Count how many ways to assign +/− to each element of nums so the signed sum equals target. This reduces to a subset-sum problem: count subsets with sum (sum(nums)+target)/2 (must be integral and nonnegative), typically solved with DP — watch parity and zeros.

Input:

nums = [1, 1, 1, 1, 1], target = 3

Output:

5


Explanation: There are 5 ways to assign signs: +1+1+1+1-1 = 3, +1+1+1-1+1 = 3, +1+1-1+1+1 = 3, +1-1+1+1+1 = 3, -1+1+1+1+1 = 3. Each corresponds to choosing 4 elements for the positive subset (sum = 4) and 1 for negative (sum = 1), giving 4-1 = 3.

Constraints:

  • 1 <= nums.length <= 20
  • 0 <= nums[i] <= 1000
  • 0 <= sum(nums[i]) <= 1000
  • -1000 <= target <= 1000
  • (sum(nums) + target) must be even and non-negative for a solution to exist

Understanding the Problem

Let's understand what we're being asked to do. We have an array like nums = [1, 1, 1, 1, 1] and a target = 3. We need to count how many ways we can assign + or - signs to each element so the sum equals the target.

For example: +1 +1 +1 +1 +1 = 5 (not our target), but +1 -1 +1 -1 +1 = 1 (also not our target), and +1 +1 +1 -1 -1 = 1 (still not our target). However, +1 +1 +1 +1 -1 = 3 works! We need to count ALL such valid assignments.

Key insight from the problem: This can be transformed into a subset-sum problem. If we choose some elements to be positive (call their sum P) and the rest to be negative (call their sum N), then P - N = target and P + N = sum(nums). Solving these equations: P = (sum(nums) + target) / 2. So we need to count subsets that sum to this value.

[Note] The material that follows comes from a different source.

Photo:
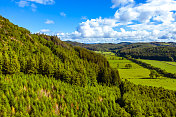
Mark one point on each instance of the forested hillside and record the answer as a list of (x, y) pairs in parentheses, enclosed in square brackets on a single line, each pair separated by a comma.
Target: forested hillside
[(21, 51), (42, 76)]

Important constraints: The value (sum(nums) + target) / 2 must be an integer and non-negative for a solution to exist. If sum(nums) + target is odd, or if target > sum(nums), there are zero ways.

Edge cases to consider: What if nums contains zeros? (Each zero doubles the number of ways since it can be +0 or -0). What if target is negative? What if the array is empty?

Brute Force Approach

The brute force approach tries all possible sign assignments using recursive backtracking. For each element, we recursively explore two branches: adding it with a + sign or with a - sign. When we reach the end of the array, we check if the current sum equals the target and increment our count if it does. This explores all 2^n possible combinations of signs.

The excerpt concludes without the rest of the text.